PRESSEMITTEILUNG                                                                                                                    21.6.2016

Vertriebenenpolitischer Sprecher beim Gedenktag  für Opfer von Flucht und Vertreibung in Berlin

Pohl: Würdiges Gedenken mit aktuellem Bezug

Bernhard Pohl, Sprecher der Freie Wähler- Landtagsfraktion für Vertriebenenfragen, besuchte die vom Bundesinnenministerium veranstaltete Gedenkstunde für die Opfer von Flucht und Vertreibung in Berlin. Der Gedenktag wird seit 2015 begangen und ist ebenso wie der bayerische Gedenktag nicht zuletzt auf massiven Druck der Freie Wähler-Landtagsfraktion zustande gekommen. „Mein Kollege Dr. Hans-Jürgen Fahn und ich haben nicht nur mit Anträgen im  bayerischen Landtag,  sondern insbesondere auch mit vielen Gesprächen erreicht, dass ein Antrag der Freien Wähler im Juni 2014 auf Einführung eines bayerischen Gedenktages vom Landtag einstimmig angenommen wurde. Das war dann auch das Signal für den Bund nachzuziehen. Auch hier haben wir parlamentarischen und außerparlamentarisch Überzeugungsarbeit geleistet und einen wesentlichen Beitrag zu diesem Gedenktag beigesteuert“, betont Pohl.

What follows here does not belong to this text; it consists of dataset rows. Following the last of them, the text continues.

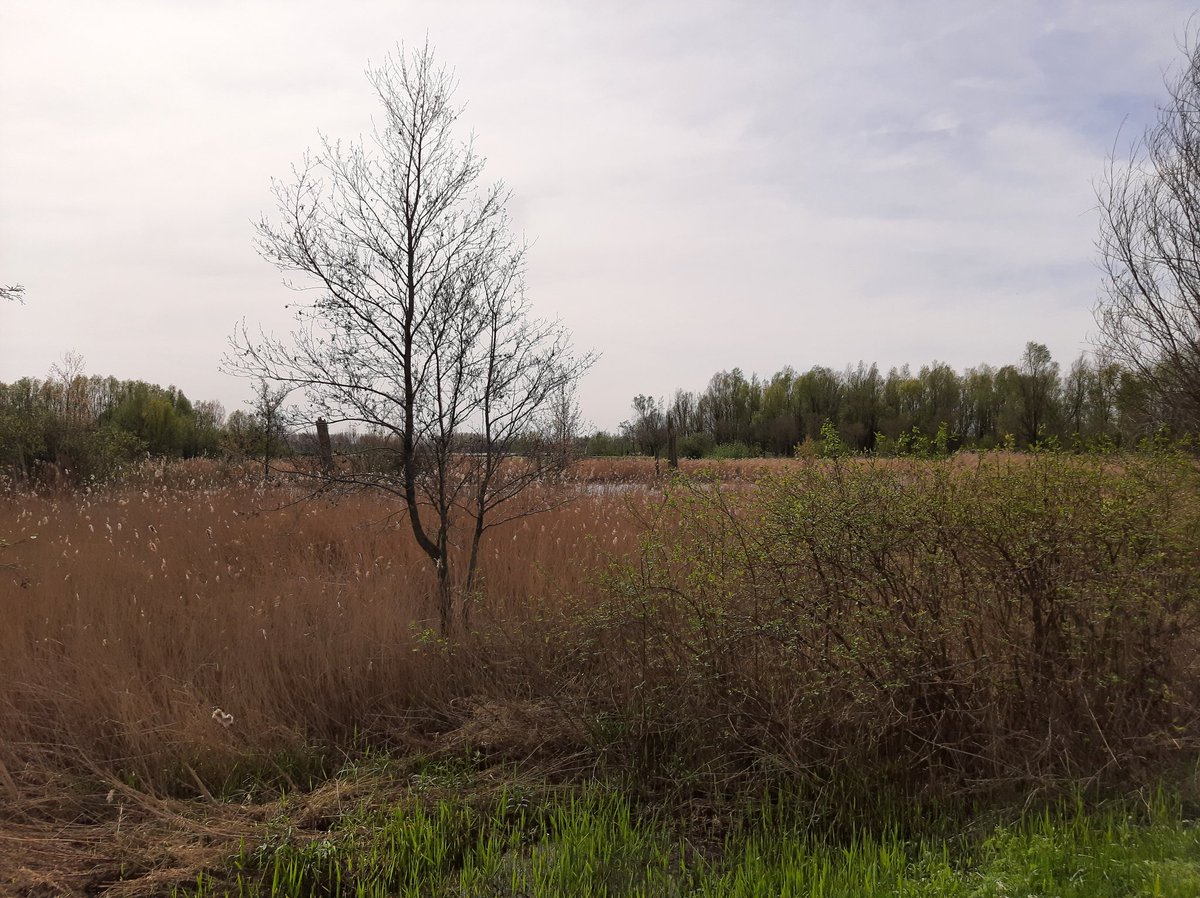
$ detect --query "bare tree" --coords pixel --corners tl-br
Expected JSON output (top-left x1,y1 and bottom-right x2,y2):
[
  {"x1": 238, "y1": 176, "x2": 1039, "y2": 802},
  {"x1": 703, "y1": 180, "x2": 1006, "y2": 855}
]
[
  {"x1": 229, "y1": 46, "x2": 593, "y2": 630},
  {"x1": 250, "y1": 377, "x2": 290, "y2": 480},
  {"x1": 1096, "y1": 36, "x2": 1200, "y2": 427}
]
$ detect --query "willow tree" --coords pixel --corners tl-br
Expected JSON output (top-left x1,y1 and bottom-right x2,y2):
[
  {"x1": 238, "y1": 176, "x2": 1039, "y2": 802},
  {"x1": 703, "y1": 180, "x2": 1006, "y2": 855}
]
[{"x1": 230, "y1": 46, "x2": 592, "y2": 631}]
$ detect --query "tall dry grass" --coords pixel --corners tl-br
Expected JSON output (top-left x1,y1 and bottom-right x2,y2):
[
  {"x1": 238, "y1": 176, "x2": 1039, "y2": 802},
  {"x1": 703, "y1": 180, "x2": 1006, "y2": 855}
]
[
  {"x1": 0, "y1": 469, "x2": 636, "y2": 795},
  {"x1": 0, "y1": 456, "x2": 1200, "y2": 811}
]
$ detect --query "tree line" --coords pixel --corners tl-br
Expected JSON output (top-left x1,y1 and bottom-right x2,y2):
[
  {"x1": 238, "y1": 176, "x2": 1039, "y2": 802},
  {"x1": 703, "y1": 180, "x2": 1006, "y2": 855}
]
[
  {"x1": 0, "y1": 355, "x2": 264, "y2": 483},
  {"x1": 589, "y1": 342, "x2": 1171, "y2": 457}
]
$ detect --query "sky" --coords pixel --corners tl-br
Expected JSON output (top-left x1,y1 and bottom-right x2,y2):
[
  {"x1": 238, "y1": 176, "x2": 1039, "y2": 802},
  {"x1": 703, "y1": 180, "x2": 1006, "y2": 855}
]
[{"x1": 0, "y1": 0, "x2": 1194, "y2": 429}]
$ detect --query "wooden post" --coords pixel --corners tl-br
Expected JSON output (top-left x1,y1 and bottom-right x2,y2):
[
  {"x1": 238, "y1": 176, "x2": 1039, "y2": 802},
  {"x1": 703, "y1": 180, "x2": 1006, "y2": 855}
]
[
  {"x1": 317, "y1": 418, "x2": 334, "y2": 477},
  {"x1": 667, "y1": 412, "x2": 679, "y2": 471}
]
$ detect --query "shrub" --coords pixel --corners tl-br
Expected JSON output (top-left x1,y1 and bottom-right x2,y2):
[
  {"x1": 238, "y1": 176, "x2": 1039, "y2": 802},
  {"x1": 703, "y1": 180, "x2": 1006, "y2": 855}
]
[{"x1": 572, "y1": 454, "x2": 1200, "y2": 788}]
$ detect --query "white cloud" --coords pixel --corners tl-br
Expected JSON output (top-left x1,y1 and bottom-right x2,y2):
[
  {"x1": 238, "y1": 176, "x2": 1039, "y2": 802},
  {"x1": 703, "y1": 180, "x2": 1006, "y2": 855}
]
[{"x1": 0, "y1": 0, "x2": 1189, "y2": 426}]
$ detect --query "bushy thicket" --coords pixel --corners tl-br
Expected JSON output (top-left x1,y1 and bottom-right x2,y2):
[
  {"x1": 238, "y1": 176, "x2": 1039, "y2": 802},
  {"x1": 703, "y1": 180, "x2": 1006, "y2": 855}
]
[{"x1": 562, "y1": 454, "x2": 1200, "y2": 789}]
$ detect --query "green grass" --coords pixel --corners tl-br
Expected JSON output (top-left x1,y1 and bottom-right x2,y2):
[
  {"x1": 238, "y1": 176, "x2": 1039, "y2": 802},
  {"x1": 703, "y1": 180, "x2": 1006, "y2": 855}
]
[{"x1": 178, "y1": 788, "x2": 1200, "y2": 898}]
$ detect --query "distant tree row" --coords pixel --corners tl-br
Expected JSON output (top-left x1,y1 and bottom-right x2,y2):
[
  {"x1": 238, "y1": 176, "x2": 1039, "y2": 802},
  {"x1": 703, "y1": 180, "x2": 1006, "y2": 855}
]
[
  {"x1": 0, "y1": 355, "x2": 236, "y2": 480},
  {"x1": 589, "y1": 342, "x2": 1186, "y2": 457}
]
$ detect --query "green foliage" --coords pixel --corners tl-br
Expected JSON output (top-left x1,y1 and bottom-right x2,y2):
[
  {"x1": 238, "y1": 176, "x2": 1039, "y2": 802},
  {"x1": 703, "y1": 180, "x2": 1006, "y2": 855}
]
[
  {"x1": 175, "y1": 788, "x2": 1200, "y2": 898},
  {"x1": 0, "y1": 372, "x2": 223, "y2": 483},
  {"x1": 708, "y1": 443, "x2": 760, "y2": 460},
  {"x1": 576, "y1": 451, "x2": 1200, "y2": 792}
]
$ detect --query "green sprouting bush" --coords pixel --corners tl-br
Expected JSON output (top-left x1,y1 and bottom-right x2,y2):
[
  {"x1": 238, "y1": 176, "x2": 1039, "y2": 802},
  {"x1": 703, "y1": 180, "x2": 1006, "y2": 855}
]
[
  {"x1": 570, "y1": 453, "x2": 1200, "y2": 786},
  {"x1": 708, "y1": 441, "x2": 761, "y2": 461}
]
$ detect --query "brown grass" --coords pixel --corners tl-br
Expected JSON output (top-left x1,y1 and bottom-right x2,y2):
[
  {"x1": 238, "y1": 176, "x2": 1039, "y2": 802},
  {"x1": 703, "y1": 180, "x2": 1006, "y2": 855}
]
[{"x1": 0, "y1": 478, "x2": 638, "y2": 798}]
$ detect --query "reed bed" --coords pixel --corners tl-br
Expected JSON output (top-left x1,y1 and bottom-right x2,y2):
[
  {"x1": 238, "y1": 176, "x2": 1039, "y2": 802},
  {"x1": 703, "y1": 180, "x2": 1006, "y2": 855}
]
[{"x1": 0, "y1": 472, "x2": 638, "y2": 797}]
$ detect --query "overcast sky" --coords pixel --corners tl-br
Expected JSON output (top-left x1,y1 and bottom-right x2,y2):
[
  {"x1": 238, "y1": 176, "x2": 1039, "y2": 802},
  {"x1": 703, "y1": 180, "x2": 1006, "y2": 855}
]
[{"x1": 0, "y1": 0, "x2": 1192, "y2": 427}]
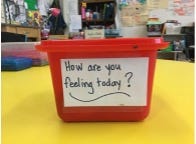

Als Redner kamen Bundesinnenminister Thomas De Maiziere, Bundestagspräsident Norbert Lammert und Robert Zollitsch, bis 2014 Vorsitzender der Katholischen Bischofskonferenz. Außerdem gab es den Erfahrungsbericht eines vor wenigen Jahren nach Deutschland geflohenen Syrers. „Ich begrüße es außerordentlich, dass auch Bezüge zur Gegenwart und Zukunft hergestellt werden. Flucht und Vertreibung waren kein singuläres Ereignis nach dem Zweiten Weltkrieg. Wir müssen auch heute wachsam bleiben und sowohl außenpolitische Fluchtursachen bekämpfen und Vertreibung ächten als auch die Not der Menschen lindern helfen.“ Andererseits sei es auch geboten, an die schrecklichen Schicksale der Deutschen zu erinnern. „Das Unrecht der Vertreibung und das Leid, das sie den Menschen angetan hat, müssen wir wachhalten. Das sind wir den Opfern schuldig. Annähernd 15 Millionen Menschen haben nach dem Zweiten Weltkrieg ihre Heimat verloren, sind entwurzelt worden. Sie mussten sich unter zum Teil menschenunwürdigen Bedingungen zu Recht finden und haben gemeinsam mit der einheimischen  Bevölkerung Deutschland nach dem Krieg wieder aufgebaut. Vor diesen Menschen kann, ja muss man den Hut ziehen“, so Pohl.